They Call Me Carpenter eBook

This eBook from the Gutenberg Project consists of approximately 221 pages of information about They Call Me Carpenter.

They Call Me Carpenter eBook

This eBook from the Gutenberg Project consists of approximately 221 pages of information about They Call Me Carpenter.

I started up, involuntarily.  “Oh, shame!  Shame!” I cried, and would have rushed out into the aisle.  But I had to pass my uncle, and he had no intention of letting me make myself a spectacle.  He threw his arms about me, and pinned me against the pew in front; and as he is one of the ten ranking golfers at the Western City Country Club, his embrace carried authority.  I struggled, but there I stayed, shouting, “For shame!  For shame!” and my uncle exclaiming, in a stern whisper, “Shut up!  Sit down, you fool!” and my Aunt Caroline holding onto my coat-tails, crying, and my aunt Jennie threatening to faint.

The melee came quickly to an end, for the men of the congregation seized the half dozen disturbers and flung them outside, and mounted guard to make sure they did not return.  I sank back into my seat, my worthy uncle holding my arm tightly with both hands, lest I should try to make my escape over the laps of Aunt Caroline and Aunt Jennie.

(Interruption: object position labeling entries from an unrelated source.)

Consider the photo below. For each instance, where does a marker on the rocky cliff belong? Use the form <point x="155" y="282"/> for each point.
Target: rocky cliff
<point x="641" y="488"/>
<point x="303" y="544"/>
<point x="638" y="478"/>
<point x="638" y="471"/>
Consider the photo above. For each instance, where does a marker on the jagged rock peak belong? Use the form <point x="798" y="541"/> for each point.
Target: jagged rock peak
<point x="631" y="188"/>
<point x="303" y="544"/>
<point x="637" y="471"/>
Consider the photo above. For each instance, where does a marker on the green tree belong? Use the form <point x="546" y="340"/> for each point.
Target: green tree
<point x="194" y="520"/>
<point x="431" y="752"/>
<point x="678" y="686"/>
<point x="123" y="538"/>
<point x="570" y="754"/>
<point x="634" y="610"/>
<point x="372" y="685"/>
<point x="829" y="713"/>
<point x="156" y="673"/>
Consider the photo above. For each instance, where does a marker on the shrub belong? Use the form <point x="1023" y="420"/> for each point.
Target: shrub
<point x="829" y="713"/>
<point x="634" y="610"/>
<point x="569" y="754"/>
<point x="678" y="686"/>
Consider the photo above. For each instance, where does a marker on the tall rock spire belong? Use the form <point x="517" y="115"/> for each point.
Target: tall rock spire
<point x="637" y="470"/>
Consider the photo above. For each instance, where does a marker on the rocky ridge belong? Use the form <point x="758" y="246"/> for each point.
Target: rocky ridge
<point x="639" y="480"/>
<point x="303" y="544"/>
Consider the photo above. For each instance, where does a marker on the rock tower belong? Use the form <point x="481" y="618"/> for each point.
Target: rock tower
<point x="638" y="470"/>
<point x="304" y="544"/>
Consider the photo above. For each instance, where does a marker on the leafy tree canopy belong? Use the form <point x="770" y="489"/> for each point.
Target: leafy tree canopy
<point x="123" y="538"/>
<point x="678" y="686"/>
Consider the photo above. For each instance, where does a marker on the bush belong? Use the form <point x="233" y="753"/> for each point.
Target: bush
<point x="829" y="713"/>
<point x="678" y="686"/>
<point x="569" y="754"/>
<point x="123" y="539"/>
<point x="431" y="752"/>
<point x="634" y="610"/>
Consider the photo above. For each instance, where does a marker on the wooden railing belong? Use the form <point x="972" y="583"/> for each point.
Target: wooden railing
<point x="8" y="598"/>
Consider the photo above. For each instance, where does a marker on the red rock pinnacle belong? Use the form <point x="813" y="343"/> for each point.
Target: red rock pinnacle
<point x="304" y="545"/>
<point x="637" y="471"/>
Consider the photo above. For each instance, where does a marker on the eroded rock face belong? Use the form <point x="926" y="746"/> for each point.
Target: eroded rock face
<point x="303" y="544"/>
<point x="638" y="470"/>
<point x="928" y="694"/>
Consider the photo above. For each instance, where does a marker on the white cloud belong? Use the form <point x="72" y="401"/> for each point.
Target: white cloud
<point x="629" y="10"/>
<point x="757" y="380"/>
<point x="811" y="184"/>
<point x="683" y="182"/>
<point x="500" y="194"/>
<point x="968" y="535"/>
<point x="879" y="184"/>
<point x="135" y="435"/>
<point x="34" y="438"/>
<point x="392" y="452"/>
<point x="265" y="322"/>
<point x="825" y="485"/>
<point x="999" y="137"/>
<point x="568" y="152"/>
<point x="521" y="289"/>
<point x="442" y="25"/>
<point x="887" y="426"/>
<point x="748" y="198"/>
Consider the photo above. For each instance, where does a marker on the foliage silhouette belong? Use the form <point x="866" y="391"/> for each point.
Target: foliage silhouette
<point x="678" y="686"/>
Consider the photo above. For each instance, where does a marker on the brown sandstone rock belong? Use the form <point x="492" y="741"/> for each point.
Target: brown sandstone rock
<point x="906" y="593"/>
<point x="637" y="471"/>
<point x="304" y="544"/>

All this time the Reverend Lettuce-Spray had been standing in the pulpit, making no sound.  Now, as the congregation settled back into order, he said, with the splendid, conscious self-possession of one who can remain “equal to the occasion”:  “We will resume the service.”  And he opened his portfolio, and spread out his manuscript before him, and announced: 

“Our text for the morning is the fifth chapter of the gospel according to St. Matthew, the thirty-ninth and fortieth verses:  ’But I say unto you, that ye resist not evil:  but whosoever shall smite thee on thy right cheek, turn to him the other also.  And if any man shall sue thee at law, and take away thy coat, let him have thy cloak also.”

XXXIX

I sat through the sermon, and the offertory, and the recessional.  After that my uncle tried to detain me, to warn and scold me; but he no longer used physical force, and nothing but that would have held me.  At the door I asked one of the ushers what had become of the prophet, thinking he might be in jail.  But the answer was that the gang had gone off, carrying their wounded; so I ran round the corner to where my car was parked, and within ten minutes I was on Western City Street, where Carpenter had announced that he would speak.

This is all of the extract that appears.